Does the juju charm lxd do a production grade installation?

I had great success deploying the juju charm to a manually installed LXD host.

juju deploy lxd --num-units 1 --config snap-channel="5.0/stable" --config lxd-listen-https=true --config lxd-listen-metrics=true --config lxd-preseed="$(cat preseed.yaml) --to 0"

So, my question is if the charm does per default the production grade config as described here: Production setup - LXD documentation

The documentation of the charm doesn’t tell.

Thanx for a great experience so far with LXD and the Juju charm that comes with it.

I use the following setup taken from the above and I can see a few differences: https://github.com/erik78se/mydocs/blob/main/lxd/production-setup.md

This is what I found on the host, but I’m not sure if that comes from the charm:

cat /etc/sysctl.d/60-lxd.conf 
fs.aio-max-nr = 524288
fs.inotify.max_queued_events = 1048576
fs.inotify.max_user_instances = 1048576
fs.inotify.max_user_watches = 1048576
kernel.dmesg_restrict = 1
kernel.keys.maxbytes = 2000000
kernel.keys.maxkeys = 2000
net.ipv4.neigh.default.gc_thresh3 = 8192
net.ipv6.neigh.default.gc_thresh3 = 8192
vm.max_map_count = 262144

That’s a good point, it was not explicit those files were generated by the LXD charm.
https://github.com/canonical/charm-lxd/pull/88 should improve this by adding a comment at the top.

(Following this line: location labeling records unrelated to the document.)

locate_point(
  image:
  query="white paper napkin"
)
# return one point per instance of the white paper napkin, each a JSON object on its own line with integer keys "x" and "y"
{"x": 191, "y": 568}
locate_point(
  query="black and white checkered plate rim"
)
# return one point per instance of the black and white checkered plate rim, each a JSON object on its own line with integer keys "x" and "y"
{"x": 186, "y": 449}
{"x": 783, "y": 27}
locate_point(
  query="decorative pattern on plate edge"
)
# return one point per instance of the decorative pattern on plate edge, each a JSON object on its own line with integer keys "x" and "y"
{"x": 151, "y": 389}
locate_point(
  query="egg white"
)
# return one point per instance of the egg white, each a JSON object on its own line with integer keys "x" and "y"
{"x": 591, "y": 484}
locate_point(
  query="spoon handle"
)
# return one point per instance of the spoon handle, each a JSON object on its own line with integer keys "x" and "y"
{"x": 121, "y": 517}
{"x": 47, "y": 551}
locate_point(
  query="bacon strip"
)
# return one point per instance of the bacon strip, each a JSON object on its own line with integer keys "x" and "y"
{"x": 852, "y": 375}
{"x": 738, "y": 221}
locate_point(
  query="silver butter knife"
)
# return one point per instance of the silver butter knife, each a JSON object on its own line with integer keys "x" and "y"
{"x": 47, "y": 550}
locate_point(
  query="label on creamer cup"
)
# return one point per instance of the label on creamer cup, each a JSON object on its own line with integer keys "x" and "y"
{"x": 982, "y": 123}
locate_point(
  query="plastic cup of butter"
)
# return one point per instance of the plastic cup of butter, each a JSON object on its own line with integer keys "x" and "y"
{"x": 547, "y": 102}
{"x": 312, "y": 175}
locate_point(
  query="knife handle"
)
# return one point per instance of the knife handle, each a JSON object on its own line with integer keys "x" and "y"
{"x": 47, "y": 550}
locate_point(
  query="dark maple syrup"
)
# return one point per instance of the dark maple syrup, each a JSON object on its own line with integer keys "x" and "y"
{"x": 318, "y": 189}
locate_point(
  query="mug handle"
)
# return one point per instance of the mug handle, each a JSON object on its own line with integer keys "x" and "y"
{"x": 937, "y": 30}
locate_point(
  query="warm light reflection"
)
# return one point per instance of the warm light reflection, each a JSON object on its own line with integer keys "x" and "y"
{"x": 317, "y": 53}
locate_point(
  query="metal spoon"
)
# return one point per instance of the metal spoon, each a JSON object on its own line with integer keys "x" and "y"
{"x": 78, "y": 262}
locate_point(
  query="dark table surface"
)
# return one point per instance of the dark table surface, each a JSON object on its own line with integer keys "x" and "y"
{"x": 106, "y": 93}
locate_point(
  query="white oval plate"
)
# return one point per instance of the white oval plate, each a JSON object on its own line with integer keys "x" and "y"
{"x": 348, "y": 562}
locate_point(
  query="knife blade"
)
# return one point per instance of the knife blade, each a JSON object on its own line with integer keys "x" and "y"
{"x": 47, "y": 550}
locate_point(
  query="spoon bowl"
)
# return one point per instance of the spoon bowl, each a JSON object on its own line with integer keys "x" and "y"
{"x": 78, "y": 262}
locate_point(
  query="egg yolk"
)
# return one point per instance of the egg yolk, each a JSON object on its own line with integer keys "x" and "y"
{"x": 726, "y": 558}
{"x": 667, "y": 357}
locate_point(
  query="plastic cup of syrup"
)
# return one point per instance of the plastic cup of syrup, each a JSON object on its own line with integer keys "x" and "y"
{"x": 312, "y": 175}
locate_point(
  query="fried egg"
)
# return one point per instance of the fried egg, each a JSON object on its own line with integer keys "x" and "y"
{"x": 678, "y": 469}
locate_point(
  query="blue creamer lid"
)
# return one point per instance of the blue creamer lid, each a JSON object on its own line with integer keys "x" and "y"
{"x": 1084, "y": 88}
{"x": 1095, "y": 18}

As for the other sysctl configs for network tuning, those are somewhat more system specific as not all deployment have identical hardware (1G, 10G, 40G, 100G, …). If you however find some that are worth tuning in all circumstances, please let us know and we’ll integrate them in the doc and the charm!

Thanks Eric!

@erik_lonroth, that’s not related to this topic but while browsing around, I found https://github.com/erik78se/mydocs/blob/main/lxd/enable-tcpdump-in-container.md

I’ve been working around this by using tcpdump -l previously but apparently, it’s not needed anymore. At least, here with kernel 5.15 on Focal+HWE or Jammy hosts, I don’t need it anymore.